A nonconformist soul I am—
An echo of Emerson’s bold stand.
I walk with lightning in my brain,
Through silent woods and psychic rain.
I take the road with jagged stone—
The lobe not taken, mine alone.
“The Choice Was Made For Me”
They say I chose the road less traveled. But the truth? The road chose me.
Epilepsy isn’t a journey I sign up for. It’s not a road you scout with a compass and a fresh canteen. One day, without warning, the map catches fire in your hands. And what’s left are seizures and stares, medications and memories gone missing. I didn’t choose to be different—but I chose to walk on anyway.
While others marked milestones by graduation dates or promotions, mine came measured in months seizure-free, new medications tolerated, MRIs unremarkable. And yet, even when my body betrayed me, I refused to betray myself. I would not become a statistic or a patient number.
“Whoso would be a man must be a nonconformist,” Emerson wrote—and I believe him. Living with epilepsy is not about overcoming weakness; it’s about embracing strength no one else can see. When your brain throws sparks and lightning, you either cower in fear—or you learn to dance with the storm.
And that, I suppose, has made all the difference.
The Lobe Not Taken: An Epileptic Memoir
Chapter One: The Spark
I was born different. Not in any way you could see.

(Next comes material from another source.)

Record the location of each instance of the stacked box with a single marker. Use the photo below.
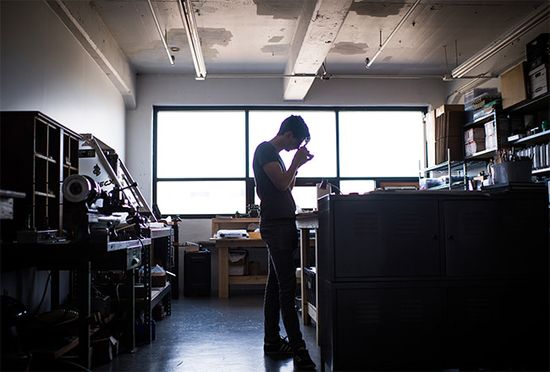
(448, 135)
(538, 81)
(472, 147)
(474, 134)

The seizures started before I was 5 but stopped. They didn’t restart until I was an teenager, when most kids are discovering freedom and I was suddenly learning how to relearn things I used to know. My first seizure came like a thief in the night, stealing seconds from my life I would never reclaim. One moment I was standing in a classroom, and the next I was staring at the ceiling tiles, surrounded by panicked faces I couldn’t place. One time in my 50s I woke up in an E.R. with a nurse asking me if I knew my name.. I thought it was such dumb question! Then I realized i could not!
No one talks about the silence of epilepsy—the void. It’s not the convulsions or the hospital visits that shape you. It’s the quiet afterward. The blank spaces. The skipped beats in memory. That’s where the fear lives.

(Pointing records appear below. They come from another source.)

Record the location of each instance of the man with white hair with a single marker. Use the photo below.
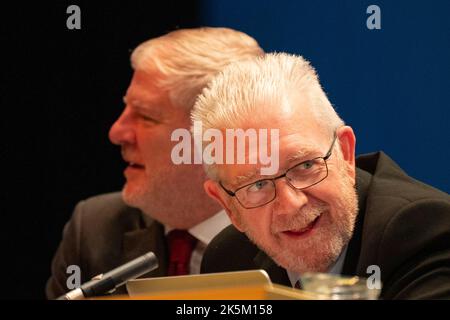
(162, 207)
(324, 210)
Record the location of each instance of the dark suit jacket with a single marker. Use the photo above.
(403, 226)
(102, 234)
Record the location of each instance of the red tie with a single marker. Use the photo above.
(181, 245)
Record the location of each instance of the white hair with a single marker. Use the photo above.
(249, 89)
(187, 59)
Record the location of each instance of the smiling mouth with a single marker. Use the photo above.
(135, 165)
(304, 231)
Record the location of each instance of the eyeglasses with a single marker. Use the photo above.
(301, 176)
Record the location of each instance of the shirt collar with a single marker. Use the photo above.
(208, 229)
(336, 268)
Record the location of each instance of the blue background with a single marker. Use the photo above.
(391, 85)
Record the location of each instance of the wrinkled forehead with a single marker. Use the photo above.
(290, 149)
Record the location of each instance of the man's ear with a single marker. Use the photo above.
(213, 190)
(347, 141)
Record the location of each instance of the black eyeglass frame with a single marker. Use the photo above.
(325, 158)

And so, my road split. I did not walk the same path as my peers.
Chapter Two: Emerson Was Right
I clung to Emerson like a raft. “Whoso would be a man must be a nonconformist.” That line hit me in the gut the first time I read it. It told me I didn’t have to be like them. I didn’t have to apologize for the oddness of my days, or for the medication fog that sometimes made my thoughts feel like molasses.

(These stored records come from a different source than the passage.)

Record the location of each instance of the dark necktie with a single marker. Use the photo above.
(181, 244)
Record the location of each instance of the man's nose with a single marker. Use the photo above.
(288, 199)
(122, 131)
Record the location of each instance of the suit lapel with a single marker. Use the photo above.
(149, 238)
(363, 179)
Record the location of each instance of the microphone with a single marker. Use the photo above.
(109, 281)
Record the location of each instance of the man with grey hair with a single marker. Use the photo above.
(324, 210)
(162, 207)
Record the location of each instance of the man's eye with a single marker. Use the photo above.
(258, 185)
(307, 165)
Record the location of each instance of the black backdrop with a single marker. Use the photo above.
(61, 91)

When people saw a condition, I began to see a calling. I was different, yes—but that difference meant I would never live a typical life. And maybe, just maybe, that could be a good thing.
I learned to speak the language of neurologists. I learned to advocate for myself in exam rooms where no one believed a seizure could be silent. I learned to mourn the life I thought I’d live—and then I built a better one.
Chapter Three: The Road Less Traveled
Living with epilepsy is a full-time job. You have to predict the unpredictable, plan around the unknown. Medications change. Triggers evolve. And society? Society doesn’t know what to do with you.
There were jobs I didn’t get. Relationships that didn’t survive. Whole chapters I had to cross out and rewrite.
But here’s the secret nobody tells you: the road less traveled is full of color. I met people I never would have known—artists, advocates, scientists with fire in their eyes. I became someone I never expected. Stronger. Wilder. Wiser.
There is power in saying, “I will not be what you expect.”
The temporal lobe, they said. That’s where it starts.
They showed me my brain on a screen once—highlighted regions glowing like stars on a midnight map. It looked beautiful to me. I wonder if poets would’ve written differently had they seen a brain mid-storm, glowing with defiant energy.
I took the lobe not taken. And that has made all the difference.
Chapter Five: Epilogue in Progress
I still have seizures. I still fall. But I get back up with poetry in my pocket and defiance in my step.
Robert Frost and Ralph Waldo Emerson raised me in ways my doctors never could. One taught me that the harder path is often the truest. The other taught me that refusing to conform isn’t rebellion—it’s survival.
I didn’t choose epilepsy. But I choose every day to live like it’s a calling.
And friend, that has made all the difference.